4.10 Ethical Considerations:
Before any scientific act is accepted worldwide; it is subjected to heavy questioning. Mainly, the ethics and social issues that are to be addressed.
In addition, to the potential impact on extraterrestrial environments, we are also concerned about the possibility of unintended consequences that these bots may have.
5. Future that AI Beholds
If there is one thing that is certain about our autonomies – It is their promising future. We see a new horizon in the coming years where these smart robots will be ruling space as they do in the terrestrial field.
5.1 Interplanetary Missions:
Interplanetary travel is by far the most exciting and enthralling prospect of all.
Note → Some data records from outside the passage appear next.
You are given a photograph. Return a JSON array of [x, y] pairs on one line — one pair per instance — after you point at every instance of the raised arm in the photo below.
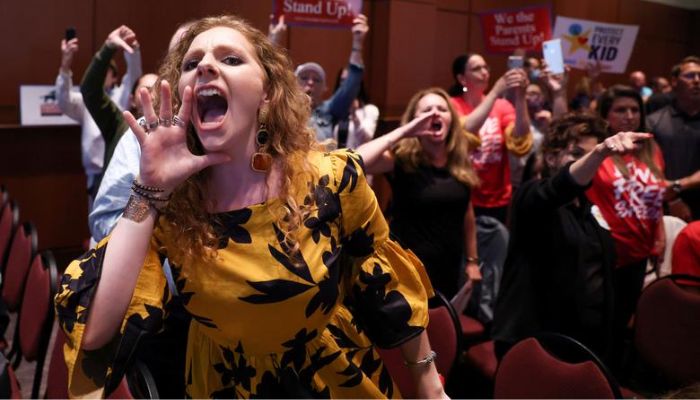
[[557, 86], [585, 168], [133, 73], [475, 119], [115, 188], [376, 154], [517, 80], [69, 102], [339, 104], [420, 361], [165, 163]]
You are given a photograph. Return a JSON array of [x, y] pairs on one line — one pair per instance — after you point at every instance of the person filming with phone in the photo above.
[[500, 126]]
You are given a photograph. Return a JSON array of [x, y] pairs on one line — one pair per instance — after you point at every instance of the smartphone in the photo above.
[[551, 49], [70, 33], [515, 62]]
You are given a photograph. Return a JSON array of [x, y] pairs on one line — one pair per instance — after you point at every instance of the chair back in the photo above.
[[138, 383], [37, 313], [9, 218], [667, 328], [22, 249], [57, 379], [444, 334], [686, 252], [531, 370]]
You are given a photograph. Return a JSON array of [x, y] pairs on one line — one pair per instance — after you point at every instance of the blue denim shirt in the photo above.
[[115, 188], [338, 106]]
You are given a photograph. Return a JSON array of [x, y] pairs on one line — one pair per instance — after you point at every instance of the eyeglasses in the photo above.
[[480, 67], [303, 78], [691, 75]]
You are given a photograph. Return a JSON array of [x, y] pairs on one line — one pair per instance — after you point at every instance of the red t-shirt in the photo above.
[[490, 160], [632, 207]]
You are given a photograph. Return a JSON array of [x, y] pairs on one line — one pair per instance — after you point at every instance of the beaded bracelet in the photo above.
[[149, 195], [147, 188], [429, 359]]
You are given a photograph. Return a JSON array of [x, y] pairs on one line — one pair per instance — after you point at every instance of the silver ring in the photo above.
[[143, 125], [166, 122], [179, 122], [152, 125]]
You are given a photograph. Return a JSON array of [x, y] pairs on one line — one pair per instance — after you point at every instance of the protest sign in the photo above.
[[39, 106], [526, 28], [588, 42], [321, 13]]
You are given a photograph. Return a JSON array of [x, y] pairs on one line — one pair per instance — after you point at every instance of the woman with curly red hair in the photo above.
[[277, 250]]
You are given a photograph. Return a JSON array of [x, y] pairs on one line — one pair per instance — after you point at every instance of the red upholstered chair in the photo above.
[[482, 358], [444, 334], [9, 219], [137, 384], [22, 249], [9, 384], [553, 366], [36, 315], [667, 328]]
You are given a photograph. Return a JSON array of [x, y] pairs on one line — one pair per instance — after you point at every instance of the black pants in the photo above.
[[500, 213], [627, 285]]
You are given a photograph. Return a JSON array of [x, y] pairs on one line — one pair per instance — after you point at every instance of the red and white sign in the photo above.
[[505, 31], [323, 13]]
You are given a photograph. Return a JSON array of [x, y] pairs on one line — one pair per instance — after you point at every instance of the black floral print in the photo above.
[[228, 226]]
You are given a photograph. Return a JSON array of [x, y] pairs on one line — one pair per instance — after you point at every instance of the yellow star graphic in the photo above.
[[578, 42]]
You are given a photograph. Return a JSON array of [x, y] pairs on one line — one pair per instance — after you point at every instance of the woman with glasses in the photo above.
[[499, 126]]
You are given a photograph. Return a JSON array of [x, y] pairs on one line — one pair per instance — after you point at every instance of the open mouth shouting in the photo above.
[[212, 107]]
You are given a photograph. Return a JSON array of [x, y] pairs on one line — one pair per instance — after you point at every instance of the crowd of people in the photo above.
[[239, 245]]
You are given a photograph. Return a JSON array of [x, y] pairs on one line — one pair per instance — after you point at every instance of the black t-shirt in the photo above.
[[678, 135], [428, 211]]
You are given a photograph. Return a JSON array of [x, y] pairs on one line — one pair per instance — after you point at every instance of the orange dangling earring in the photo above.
[[261, 160]]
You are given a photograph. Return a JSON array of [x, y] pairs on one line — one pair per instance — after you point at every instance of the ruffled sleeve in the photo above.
[[389, 291], [95, 373]]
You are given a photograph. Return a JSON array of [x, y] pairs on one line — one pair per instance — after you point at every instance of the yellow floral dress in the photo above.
[[266, 322]]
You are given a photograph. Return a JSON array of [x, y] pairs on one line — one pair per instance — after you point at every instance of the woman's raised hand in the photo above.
[[419, 125], [166, 161], [623, 143]]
Moreover, autonomous robots will be the checkmates in exploring various planets, moons, and asteroids in our solar system.
And if science develops, most probably even the neighbouring galaxies. These missions will help eliminate our most primal constraints and gain insights into planetary geology, history, and habitability.
5.2 Extending Human Reach:
Autonomous robots presently do and will continue to complement human space missions. This includes a range of operations from conducting preliminary exploration to preparing habitats before astronauts arrive. Moreover, they can also do tasks that are too risky for a human to perform.
5.3 Advanced Scientific Research:
With AI-driven onboard analysis, autonomous robots can conduct sophisticated scientific research in real-time.
Moreover, they will contribute to studies of exoplanets, cosmic phenomena, and astrobiology. All in all, we have a complete ‘understanding of the universe’ package.
5.4 Sample Return Missions:
As many science enthusiasts can foresee, autonomies will be critical in future sample return missions. What is a sample return mission, you might wonder?
These are specially designed operations led to collecting, packaging, and safely returning to Earth for detailed analysis.
5.5 Astrobiology and Search for Life:
However, there is no end to what we can make a computer do. In the same line of argument comes the extraterrestrial life search. Autonomous robots will be a boon in our search for signs of present or even past life on other planets or their moons.
5.6 In-Situ Resource Utilization(Isru):
Ever wondered how well space robots can perform in identifying and extracting resources on other celestials? Substances such as water, minerals, and gases might seem very normal to us Earth people; but, these are worth more than diamond and sapphire to the researchers.
Finding such components is a sign of hope for further human missions and reducing the reliance on Earth for supplies.
5.7 Augmented Reality (AR) And Virtual Reality (VR):
As mentioned earlier, there is no bound on what you use autonomous robots for. Future robots could be controlled and monitored through AR and VR interfaces. Why? To provide a more immersive and intuitive experience for operators.
Autonomous robots have proven to be invaluable assets in space exploration and research, and their prowess in pushing the boundaries of human knowledge and understanding of the cosmos.
Moreover, from the groundbreaking mission of Mars rovers, such as Spirit. Opportunity, Curiosity, and Perseverance, to the historic lunar exploration by China’s Yutu and Yutu-2, these autonomous robots have revolutionized our approach to exploring celestial bodies.
The successful sample return mission of Hayabusa and Hayabusa-2, as well as the extraordinary feats of InSight and Philae, demonstrate the precision and adaptability of these robots in carrying out complex tasks on distant objects.
Moreover, the ambitious plans for ESA’s ExoMars rover, Rosalind Franklin, and the quest to uncover the secrets of the cosmos.
Through AI-driven technology, autonomous robots have overcome challenges posed by communication delays, limited human presence, and harsh space environments.
Moreover, they have brought about significant cost efficiencies, mitigated risk to human life, and extended the duration of space missions, thereby broadening the scope and scale of exploration.